Bu yazımda biraz ‘’ŞİKÂYET’’ etmek istiyorum.

Ülke geneli ve bölgemizde yaşanan tüm olumsuzlukları, uyuyarak izlemeye devam mı edeceğiz, yoksa TAMAM mı diyeceğiz?

Bu karar elbette sizin…

Özellikle, 18-45 yaş arası gençlere soruyorum bu soruları.

Kırsal kesim arsası aldınız mı? Tüm ada da çalışmalar yapılırken, hatta toplu konut projeleri açıklanırken, biz ne pay aldık? Koca bir HİÇ...

İstihdam sağlayacak tek bir devlet yatırımı gördünüz mü? Yıllardır inşaatı devam eden Üniversite, Erenköy’de bulunan marina, son zamanlarda yapılan siteler dışında ciddi büyük yatırım gördünüz mü?  Bölgede yaşayan halk KKTC vatandaşı değil mi?

Emin olun! bu kafayla, görmeyeceğiz de.

Adanın her yerinde balıkçı barınakları düzenlenirken, yenileri yapılırken biz ne yaptık? Şelonezin hali ortada, Ayfilon tarafı içler acısı, Zafer Burnu barınağı adeta dökülüyor. Peki, susmaya devam mı edeceğiz Arkadaşlar? Buradan ekmek kazanıp, aile mi geçinecek? Zor.

Her yerde eğitim sıkıntılı ve sancılı başlıyor. Son zamanlarda bu gerçeği görüyoruz. Ama! Her seneye eksik öğretmenle başlamak, bizim kaderimiz mi olacak? Ne zaman kabul etmediğimizi dile getireceğiz? Yoksa biz de kahveler de ömrümüzü susarak mı geçireceğiz?

Sağlık konusunu büyük uğraşla rayına koyarken, siyasi çekişmelere alet olmasını izleyecek miyiz? Ambulans alınır ses yok, test yapılmaz ses yok, hemşire gider ses yok, ölümler olur ses yok. Susmaya devam mı edeceğiz?

Tarım hayvancılık Dipkarpaz’da geçim kaynağıyken, bitme noktasına geldi.
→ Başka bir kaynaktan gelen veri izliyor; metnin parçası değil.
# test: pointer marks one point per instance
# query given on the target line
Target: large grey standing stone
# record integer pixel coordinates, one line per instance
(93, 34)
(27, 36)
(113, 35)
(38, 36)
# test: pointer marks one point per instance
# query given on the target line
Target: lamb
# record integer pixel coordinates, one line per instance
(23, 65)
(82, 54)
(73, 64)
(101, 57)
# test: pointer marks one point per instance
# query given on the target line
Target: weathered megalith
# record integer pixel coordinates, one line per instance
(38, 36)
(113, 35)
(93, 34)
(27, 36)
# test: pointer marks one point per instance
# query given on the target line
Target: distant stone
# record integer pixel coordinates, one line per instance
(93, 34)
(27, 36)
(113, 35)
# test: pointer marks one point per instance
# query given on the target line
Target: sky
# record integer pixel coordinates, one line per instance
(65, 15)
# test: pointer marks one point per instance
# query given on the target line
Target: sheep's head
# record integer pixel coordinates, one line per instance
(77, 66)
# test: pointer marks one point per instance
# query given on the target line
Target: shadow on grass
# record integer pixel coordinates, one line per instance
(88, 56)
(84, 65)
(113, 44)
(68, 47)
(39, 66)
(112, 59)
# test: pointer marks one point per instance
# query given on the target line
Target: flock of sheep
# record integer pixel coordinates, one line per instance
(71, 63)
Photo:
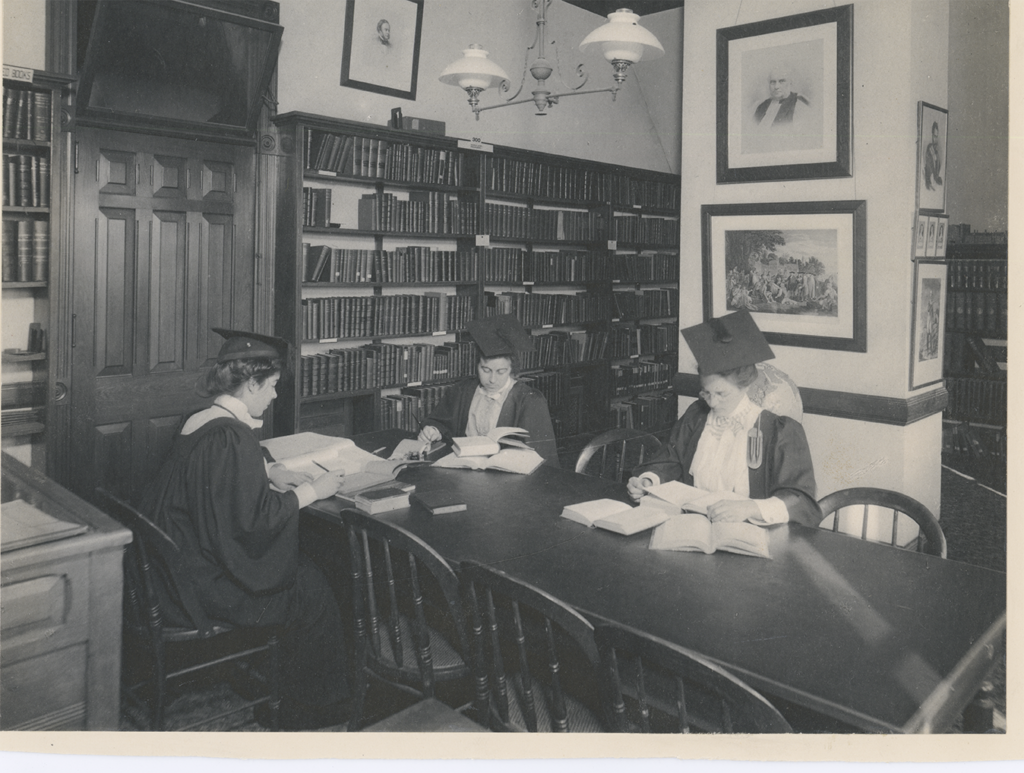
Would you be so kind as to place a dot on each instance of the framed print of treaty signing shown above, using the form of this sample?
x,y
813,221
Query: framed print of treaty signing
x,y
784,97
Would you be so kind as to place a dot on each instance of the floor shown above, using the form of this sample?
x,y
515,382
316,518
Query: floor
x,y
974,518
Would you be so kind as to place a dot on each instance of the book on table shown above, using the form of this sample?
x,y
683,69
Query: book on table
x,y
620,516
491,443
694,532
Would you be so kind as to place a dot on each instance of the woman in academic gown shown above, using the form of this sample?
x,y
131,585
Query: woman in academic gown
x,y
240,537
726,442
495,398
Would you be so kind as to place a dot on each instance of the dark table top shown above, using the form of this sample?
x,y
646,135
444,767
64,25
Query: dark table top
x,y
884,639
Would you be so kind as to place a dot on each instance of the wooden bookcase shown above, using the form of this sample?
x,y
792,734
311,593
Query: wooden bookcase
x,y
34,157
400,238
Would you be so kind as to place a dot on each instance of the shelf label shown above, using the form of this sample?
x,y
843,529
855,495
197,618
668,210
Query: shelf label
x,y
475,144
18,74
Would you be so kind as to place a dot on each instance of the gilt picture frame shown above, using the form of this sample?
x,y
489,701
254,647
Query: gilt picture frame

Eşeklerin sıkıntısını yıllarca çeken halkın balyaları yerlerde kalırken, civar köylerden balya gelmesine sessiz kaldığımız gibi, susmaya devam mı edeceğiz?

Avrupa Birliği soğuk hava deposu ve Balıkçı barınağına dinlenme, buz yapan konteyner koydu. Bu tesislerin devlet eli ile çürütülmesine susacak mıyız? Aktif kullanılsa, istihdam sağlayacak alanların nasıl yok olduğunu görmüyor muyuz?

Zafer burnu, geçmiş yılların en büyük yerleşim yeriyken, şimdilerde terk edilmiş gibi. Binlerce turisti ağırlayan bölgenin bu halde kalmasına susacak mıyız? Devlet istese, bir köy daha çıkmaz mı oradan? Yüzlerce kişi ekmek yemez mi bölgeden? Susmak daha mı kolay sizin için?

Yanı başımızda çöp yanarken ve köyün üstüne zehirli dumanlar gelirken, susmaya devam mı edeceğiz? Bu kafayla mı turist çekeceğiz köye?

Ne yapalım yani? İşe giren, durumu iyi olan sussun mu? Geçmişte olduğu gibi, altta kalanın canı çıksın diyerek, geldiğimiz duruma devam mı edelim?

Bir eğitimci olarak şunu belirtmek isterim; SUSMAYIN!

İtiraz eden, sorgulayan, araştıran çocuklar yetiştirin.

Bizi, itiraz eden ve her şeyi kabul etmeyen çocuklar kurtaracak.

Güneşin Doğduğu Yerden, Herkese Selam Olsun.